La fluidité des pigments se confronte à la stabilité de la pierre ; la légèreté des voiles de couleur dialogue avec la masse du bâti.

Les aplats de Morris Louis se déploient en cascades de teintes liquides ; les cercles concentriques de Kenneth Noland dialoguent avec les arcs gothiques ; les transparences fluides d’Helen Frankenthaler prolongent la lumière des vitraux voisins. Chaque peinture impose sa présence silencieuse, presque architecturale.

Le visiteur est immergé dans de vastes champs chromatiques où les pigments semblent respirer, s’étendre, se fondre dans l’air. Dans le silence monumental de la galerie, les toiles deviennent des structures à part entière : des architectures de lumière et de matière.

Les artistes de Chromoscope

Helen Frankenthaler (1928–2011) –Pionnière du mouvement Color Field, Helen Frankenthaler est l’une des premières à introduire la technique du soak-stain : elle verse directement la peinture diluée sur une toile brute posée au sol, laissant les pigments s’imprégner dans la fibre. Le résultat est une transparence fluide, presque aquarellée, où la couleur devient lumière.

Morris Louis (1912–1962) – Ancien membre de l’expressionnisme abstrait, Morris Louis simplifie radicalement la peinture dans ses séries Veils ou Stripes. Il fait couler la couleur liquide depuis le haut de la toile, créant des voiles verticaux qui se superposent et se dissolvent. Son travail incarne la recherche d’une peinture sans trace apparente de pinceau, où le geste se fait invisible.

Kenneth Noland (1924–2010) – Disciple de Frankenthaler et de Louis, Kenneth Noland explore la forme du cercle, de la cible et de la bande diagonale. Sa peinture est une recherche d’équilibre pur entre forme et couleur.

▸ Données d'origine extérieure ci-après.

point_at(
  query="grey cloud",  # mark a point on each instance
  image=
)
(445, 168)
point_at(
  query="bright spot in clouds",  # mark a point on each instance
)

Frank Stella (né en 1936) – Figure majeure de l’abstraction américaine, Frank Stella s’éloigne du lyrisme pour imposer une rigueur géométrique et conceptuelle. Ses compositions, souvent construites sur des formats inhabituels, font de la couleur une structure rationnelle.

Larry Poons (né en 1937) – Artiste inclassable, Larry Poons s’impose par ses expérimentations sur la perception optique. Ses toiles à motifs elliptiques, ses dégradés vibrants et ses surfaces saturées plongent le spectateur dans une expérience presque cinétique.

Sam Gilliam (1933–2022) – Premier artiste afro-américain associé au mouvement Color Field, Sam Gilliam a libéré la peinture du châssis. Ses toiles drapées, suspendues dans l’espace, transforment la couleur en sculpture souple.

Joan Mitchell (1925–1992) – Bien qu’associée à l’expressionnisme abstrait, Joan Mitchell partage avec le Color Field une même quête d’intensité chromatique. Ses touches denses, ses éclats de vert, d’orange et de violet créent des compositions vibrantes où la couleur semble respirer.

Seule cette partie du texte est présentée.